An electrical flash went off within the gray matter inside my skull. The brilliant light caused me to fall into a time warp that drew me back into the feudal era to a place where these same souls were sleeping on the streets. Our 21st Century social ills are ancient and have not been solved by past revolutions. Beethoven was disillusioned with Napoleon after he abandoned the democratic ideals of the revolution by declaring himself Emperor.
I came back into the present moment when my Occupy Tucson friend, Ken Lee, and I began talking about the housing crisis. It was apparent that the homeless were going through cruel and unusual punishment by being denied their basic human rights. The class war on the poor was so great that the government was making it more difficult to give hungry people, who have no money, food. Most Tucsonans are either oblivious to the crisis or are not human enough to even care.
The intoxicating music of the Orchestra’s performance quickly faded into the sound of traffic caused by people driving home or to other locations from the Tucson Music Hall. Gabriela’s facial expressions of concentrated joy had became the chilling concrete of the sidewalk. I was now deaf to Beethoven’s Concerto No. 5 in E-flat major. The noise from a police car siren racing down the street had blown a hole in my eardrum.
I chuckled to myself, “Maybe I should buy one of those “Dream Raffle” tickets, the fund raiser for both the Tucson Symphony Orchestra and the Tucson Museum of Art, two of the leading arts organizations. The top prizes are a $500,000 luxury MAXX Builder house and a $35,000 Jaguar XF. I thought, “Perhaps I’ll be the lucky one. Then I would have a house to start a housing coop for those who need it most, including the highly trained and talented classical musicians who barely make enough money from their symphony chairs to break out of the chains of paying rent to a landlord every month.”

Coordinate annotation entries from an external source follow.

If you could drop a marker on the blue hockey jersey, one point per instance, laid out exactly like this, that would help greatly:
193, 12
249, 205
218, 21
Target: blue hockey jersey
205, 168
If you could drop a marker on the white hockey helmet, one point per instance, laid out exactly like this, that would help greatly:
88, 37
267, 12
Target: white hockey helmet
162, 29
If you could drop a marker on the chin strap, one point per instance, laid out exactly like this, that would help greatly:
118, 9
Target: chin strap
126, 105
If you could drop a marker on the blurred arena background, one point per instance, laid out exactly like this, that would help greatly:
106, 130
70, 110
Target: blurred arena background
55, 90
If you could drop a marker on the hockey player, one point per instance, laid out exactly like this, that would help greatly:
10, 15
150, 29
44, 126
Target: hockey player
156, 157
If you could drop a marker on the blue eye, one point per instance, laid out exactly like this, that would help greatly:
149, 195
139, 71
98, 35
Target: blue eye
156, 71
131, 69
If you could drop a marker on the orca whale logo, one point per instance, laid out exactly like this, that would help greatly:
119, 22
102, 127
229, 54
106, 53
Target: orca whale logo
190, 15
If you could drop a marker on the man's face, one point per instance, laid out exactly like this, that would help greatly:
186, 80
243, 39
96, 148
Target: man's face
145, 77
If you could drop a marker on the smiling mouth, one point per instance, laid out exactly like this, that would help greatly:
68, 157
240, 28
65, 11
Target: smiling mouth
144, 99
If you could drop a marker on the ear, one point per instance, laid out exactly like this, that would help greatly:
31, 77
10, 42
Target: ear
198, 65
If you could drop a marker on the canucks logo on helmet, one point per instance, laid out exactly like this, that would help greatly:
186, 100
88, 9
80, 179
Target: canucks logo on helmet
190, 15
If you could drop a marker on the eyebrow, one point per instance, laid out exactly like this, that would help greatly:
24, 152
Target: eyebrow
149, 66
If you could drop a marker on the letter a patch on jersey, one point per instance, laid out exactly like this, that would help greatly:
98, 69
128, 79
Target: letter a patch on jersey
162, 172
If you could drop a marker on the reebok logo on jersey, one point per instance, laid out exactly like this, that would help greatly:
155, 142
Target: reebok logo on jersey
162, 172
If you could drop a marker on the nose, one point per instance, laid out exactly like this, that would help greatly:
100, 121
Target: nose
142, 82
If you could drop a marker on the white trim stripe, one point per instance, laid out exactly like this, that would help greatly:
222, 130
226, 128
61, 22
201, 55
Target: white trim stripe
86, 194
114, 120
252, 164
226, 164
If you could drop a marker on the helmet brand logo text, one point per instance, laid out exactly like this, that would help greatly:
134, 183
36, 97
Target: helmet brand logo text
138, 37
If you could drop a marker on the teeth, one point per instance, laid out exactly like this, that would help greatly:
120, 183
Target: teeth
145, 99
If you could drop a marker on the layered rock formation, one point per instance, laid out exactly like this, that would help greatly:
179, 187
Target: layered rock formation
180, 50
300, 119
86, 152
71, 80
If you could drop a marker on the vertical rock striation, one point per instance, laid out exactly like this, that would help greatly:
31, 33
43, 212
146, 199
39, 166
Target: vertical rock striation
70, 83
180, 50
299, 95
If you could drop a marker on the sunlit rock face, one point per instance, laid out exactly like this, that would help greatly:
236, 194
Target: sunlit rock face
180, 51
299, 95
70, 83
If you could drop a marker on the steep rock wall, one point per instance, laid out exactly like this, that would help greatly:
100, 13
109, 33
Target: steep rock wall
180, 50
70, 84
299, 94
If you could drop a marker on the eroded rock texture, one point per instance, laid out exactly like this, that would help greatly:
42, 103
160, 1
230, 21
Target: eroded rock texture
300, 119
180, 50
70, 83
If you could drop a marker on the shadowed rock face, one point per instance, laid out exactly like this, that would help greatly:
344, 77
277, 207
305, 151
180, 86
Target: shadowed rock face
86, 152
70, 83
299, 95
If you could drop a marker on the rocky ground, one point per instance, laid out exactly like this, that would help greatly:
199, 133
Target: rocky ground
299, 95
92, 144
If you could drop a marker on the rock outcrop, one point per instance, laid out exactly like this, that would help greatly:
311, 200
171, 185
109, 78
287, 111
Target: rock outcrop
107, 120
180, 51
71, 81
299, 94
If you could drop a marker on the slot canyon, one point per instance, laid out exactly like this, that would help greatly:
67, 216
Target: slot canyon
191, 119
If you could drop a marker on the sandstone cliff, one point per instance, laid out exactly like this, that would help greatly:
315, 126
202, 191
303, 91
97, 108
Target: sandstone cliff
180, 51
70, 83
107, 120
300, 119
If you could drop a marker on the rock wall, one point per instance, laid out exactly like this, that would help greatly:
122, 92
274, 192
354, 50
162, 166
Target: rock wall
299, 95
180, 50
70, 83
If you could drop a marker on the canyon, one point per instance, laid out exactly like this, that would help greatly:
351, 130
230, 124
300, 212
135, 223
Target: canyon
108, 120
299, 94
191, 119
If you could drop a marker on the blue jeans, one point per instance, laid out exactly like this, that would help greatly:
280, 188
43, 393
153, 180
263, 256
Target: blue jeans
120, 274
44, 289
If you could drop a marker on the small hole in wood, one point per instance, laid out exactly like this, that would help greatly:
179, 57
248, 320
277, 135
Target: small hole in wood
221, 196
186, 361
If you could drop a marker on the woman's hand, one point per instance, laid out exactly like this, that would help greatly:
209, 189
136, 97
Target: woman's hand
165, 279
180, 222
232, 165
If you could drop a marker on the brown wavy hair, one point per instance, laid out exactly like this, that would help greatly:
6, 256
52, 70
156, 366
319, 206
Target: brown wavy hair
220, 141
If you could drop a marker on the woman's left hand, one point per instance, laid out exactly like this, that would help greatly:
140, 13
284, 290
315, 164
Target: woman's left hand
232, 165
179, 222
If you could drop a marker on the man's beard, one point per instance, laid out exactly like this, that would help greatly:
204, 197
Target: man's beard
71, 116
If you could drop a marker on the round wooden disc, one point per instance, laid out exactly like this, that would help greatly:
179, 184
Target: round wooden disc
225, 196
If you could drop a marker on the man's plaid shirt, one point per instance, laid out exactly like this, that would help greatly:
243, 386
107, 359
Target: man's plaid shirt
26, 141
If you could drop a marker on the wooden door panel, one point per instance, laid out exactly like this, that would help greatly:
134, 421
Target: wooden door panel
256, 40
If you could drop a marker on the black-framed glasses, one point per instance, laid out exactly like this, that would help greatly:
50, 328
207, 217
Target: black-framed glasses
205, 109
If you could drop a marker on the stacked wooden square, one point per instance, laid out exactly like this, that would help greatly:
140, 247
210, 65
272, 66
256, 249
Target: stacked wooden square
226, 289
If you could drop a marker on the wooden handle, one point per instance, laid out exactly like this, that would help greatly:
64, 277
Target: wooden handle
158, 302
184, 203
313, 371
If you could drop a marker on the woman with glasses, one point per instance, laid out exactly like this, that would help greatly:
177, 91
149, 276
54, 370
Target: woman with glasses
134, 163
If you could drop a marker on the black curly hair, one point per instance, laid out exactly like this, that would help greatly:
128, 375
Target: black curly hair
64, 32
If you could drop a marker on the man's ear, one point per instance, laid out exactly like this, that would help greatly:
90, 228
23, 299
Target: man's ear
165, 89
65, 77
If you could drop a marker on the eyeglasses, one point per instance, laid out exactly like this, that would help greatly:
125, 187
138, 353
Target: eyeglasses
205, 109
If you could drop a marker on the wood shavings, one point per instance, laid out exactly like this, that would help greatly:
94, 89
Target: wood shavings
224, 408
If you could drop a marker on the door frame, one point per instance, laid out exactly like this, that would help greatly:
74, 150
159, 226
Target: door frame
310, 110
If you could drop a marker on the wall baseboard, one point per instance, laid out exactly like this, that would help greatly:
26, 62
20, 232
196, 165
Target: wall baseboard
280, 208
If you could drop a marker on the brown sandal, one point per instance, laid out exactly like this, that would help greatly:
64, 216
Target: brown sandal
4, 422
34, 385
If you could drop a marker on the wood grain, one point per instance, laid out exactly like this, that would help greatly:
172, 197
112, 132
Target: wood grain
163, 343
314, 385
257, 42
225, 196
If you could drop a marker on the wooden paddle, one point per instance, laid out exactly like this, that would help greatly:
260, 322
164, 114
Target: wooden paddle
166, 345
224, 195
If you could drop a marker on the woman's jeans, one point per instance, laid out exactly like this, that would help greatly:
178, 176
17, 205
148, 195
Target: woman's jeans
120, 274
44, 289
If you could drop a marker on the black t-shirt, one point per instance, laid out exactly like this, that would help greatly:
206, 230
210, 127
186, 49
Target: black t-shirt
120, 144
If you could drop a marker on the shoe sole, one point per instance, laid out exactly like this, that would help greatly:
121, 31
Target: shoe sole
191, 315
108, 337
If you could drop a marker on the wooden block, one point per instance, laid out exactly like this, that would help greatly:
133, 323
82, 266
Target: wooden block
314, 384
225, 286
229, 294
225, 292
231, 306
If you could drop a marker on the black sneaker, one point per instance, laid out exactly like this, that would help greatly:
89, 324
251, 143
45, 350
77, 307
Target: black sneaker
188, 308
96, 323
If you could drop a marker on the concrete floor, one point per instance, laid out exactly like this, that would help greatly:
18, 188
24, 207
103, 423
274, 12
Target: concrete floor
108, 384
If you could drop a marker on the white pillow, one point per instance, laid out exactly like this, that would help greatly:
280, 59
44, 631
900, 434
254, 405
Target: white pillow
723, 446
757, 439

But I can’t bring myself to buy into their “Dream Raffle” because I know from my research into the nature of architecture that McMansions and Jaguars represent what is wrong with American culture. These are symbols of greed, hyperconsumerism, and the competitive materialism of “keeping up with the Joneses.” They represented a lifestyle that is causing global warming and destroying the atmosphere. It is an unrealistic dream, delusional in that it would take six planet Earths for everyone to live in this affluent way. I reflected on a woman who was sitting in the front row a few rows from me wearing her mink coat and a hat made of bird feathers. The social plague was not only on the streets of downtown Tucson, but it was in the Tucson Music Hall.

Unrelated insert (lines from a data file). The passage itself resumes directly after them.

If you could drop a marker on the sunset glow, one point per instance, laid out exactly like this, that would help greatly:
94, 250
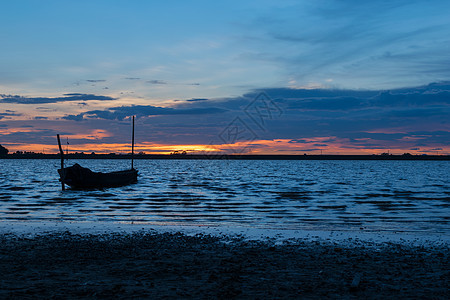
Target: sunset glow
310, 81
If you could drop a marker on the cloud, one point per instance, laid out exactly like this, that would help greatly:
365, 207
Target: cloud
156, 82
95, 80
8, 114
122, 112
40, 100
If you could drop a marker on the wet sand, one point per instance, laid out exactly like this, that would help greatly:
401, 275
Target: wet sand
173, 265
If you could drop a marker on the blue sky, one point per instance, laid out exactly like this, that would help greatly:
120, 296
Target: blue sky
67, 59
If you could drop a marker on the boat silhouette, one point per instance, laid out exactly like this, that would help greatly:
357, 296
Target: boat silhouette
79, 177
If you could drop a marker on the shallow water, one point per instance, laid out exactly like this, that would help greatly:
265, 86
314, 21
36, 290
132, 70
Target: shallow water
407, 196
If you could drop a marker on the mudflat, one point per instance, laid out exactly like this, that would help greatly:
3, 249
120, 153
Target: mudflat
173, 265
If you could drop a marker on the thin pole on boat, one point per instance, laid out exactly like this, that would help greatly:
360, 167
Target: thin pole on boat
132, 146
62, 162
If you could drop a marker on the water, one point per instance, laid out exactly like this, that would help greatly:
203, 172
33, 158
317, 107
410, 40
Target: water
406, 196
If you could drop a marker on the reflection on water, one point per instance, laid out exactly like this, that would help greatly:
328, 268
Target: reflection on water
374, 195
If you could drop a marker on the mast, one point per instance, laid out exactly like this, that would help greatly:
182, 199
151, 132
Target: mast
132, 146
62, 162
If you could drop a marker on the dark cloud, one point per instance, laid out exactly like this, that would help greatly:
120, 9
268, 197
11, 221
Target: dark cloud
8, 114
122, 112
95, 80
195, 100
156, 82
38, 100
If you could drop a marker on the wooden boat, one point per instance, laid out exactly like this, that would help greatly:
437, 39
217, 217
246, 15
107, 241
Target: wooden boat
78, 177
82, 178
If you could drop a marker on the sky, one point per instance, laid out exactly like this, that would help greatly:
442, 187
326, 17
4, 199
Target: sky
260, 77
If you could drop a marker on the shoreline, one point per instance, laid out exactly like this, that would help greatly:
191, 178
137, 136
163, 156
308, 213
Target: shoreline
376, 157
151, 264
343, 237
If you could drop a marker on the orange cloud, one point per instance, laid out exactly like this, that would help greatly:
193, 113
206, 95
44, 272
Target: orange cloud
277, 146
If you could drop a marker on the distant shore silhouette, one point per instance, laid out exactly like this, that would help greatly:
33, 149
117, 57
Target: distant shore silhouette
406, 156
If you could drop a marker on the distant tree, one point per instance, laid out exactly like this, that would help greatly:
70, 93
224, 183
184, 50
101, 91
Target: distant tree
3, 150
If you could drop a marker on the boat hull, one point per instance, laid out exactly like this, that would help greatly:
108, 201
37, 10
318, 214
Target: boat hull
82, 178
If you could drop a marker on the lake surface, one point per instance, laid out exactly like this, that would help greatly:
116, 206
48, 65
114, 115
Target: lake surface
406, 196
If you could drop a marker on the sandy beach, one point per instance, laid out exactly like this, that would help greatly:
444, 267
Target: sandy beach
149, 264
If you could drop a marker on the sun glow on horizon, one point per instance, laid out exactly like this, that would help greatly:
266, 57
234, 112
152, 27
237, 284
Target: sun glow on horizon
261, 147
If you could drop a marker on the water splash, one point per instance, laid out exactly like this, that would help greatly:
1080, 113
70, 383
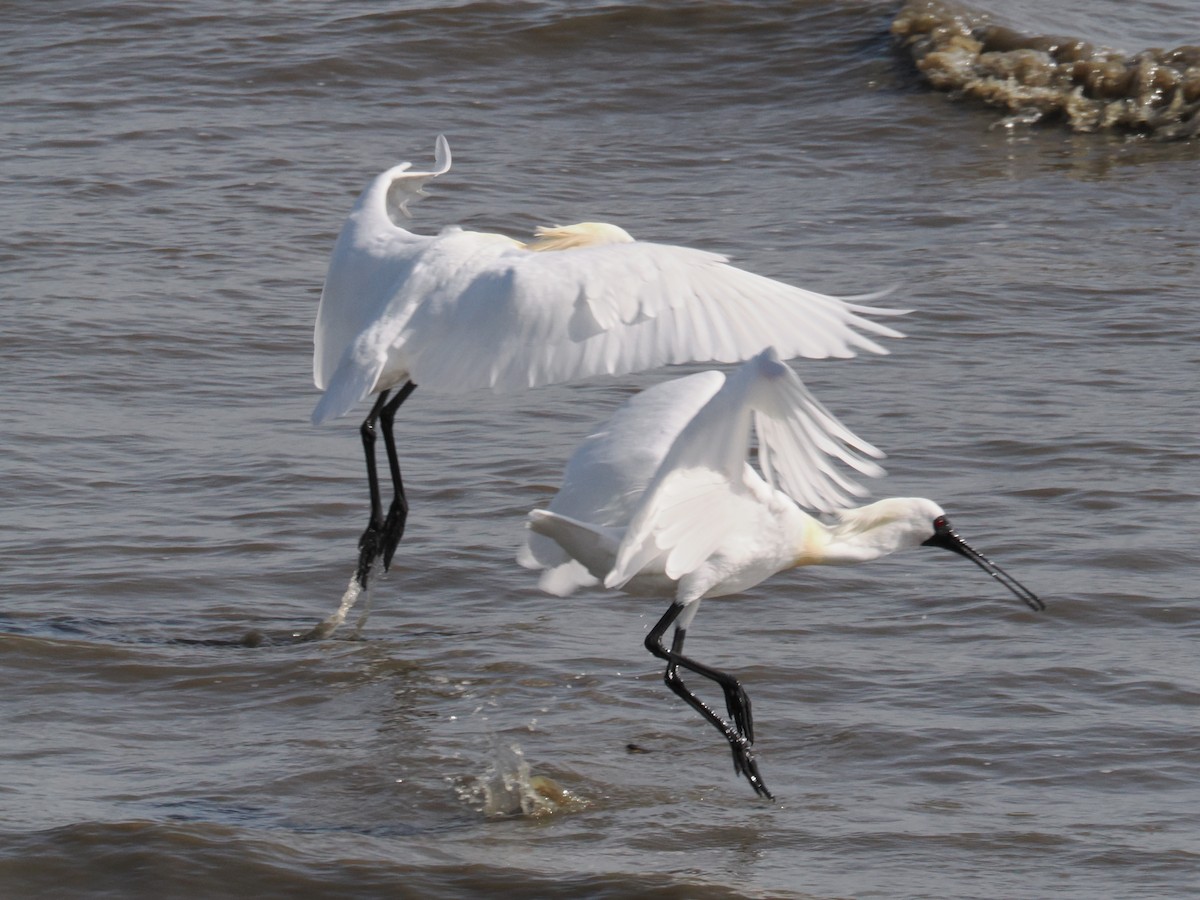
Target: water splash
334, 621
508, 787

When it really comes down the basics of life, it’s not music that is the primal art. Architecture is the mother of the arts because it is the form of creation that is essential for human survival. For most of art history, architecture or the lack of architecture has been the cruelest of all the arts. It exploits labor. It built European castles inhabited by the plutocracy. Today it uses bulldozers to scrap the Sonoran desert to build McMansions where the American upper and upper-middle class dwell in their gated communities. It builds the ticky-tacky houses and apartment complexes. Architecture is the art form that has the power to lock people out of participation as well as the potential to bring us together.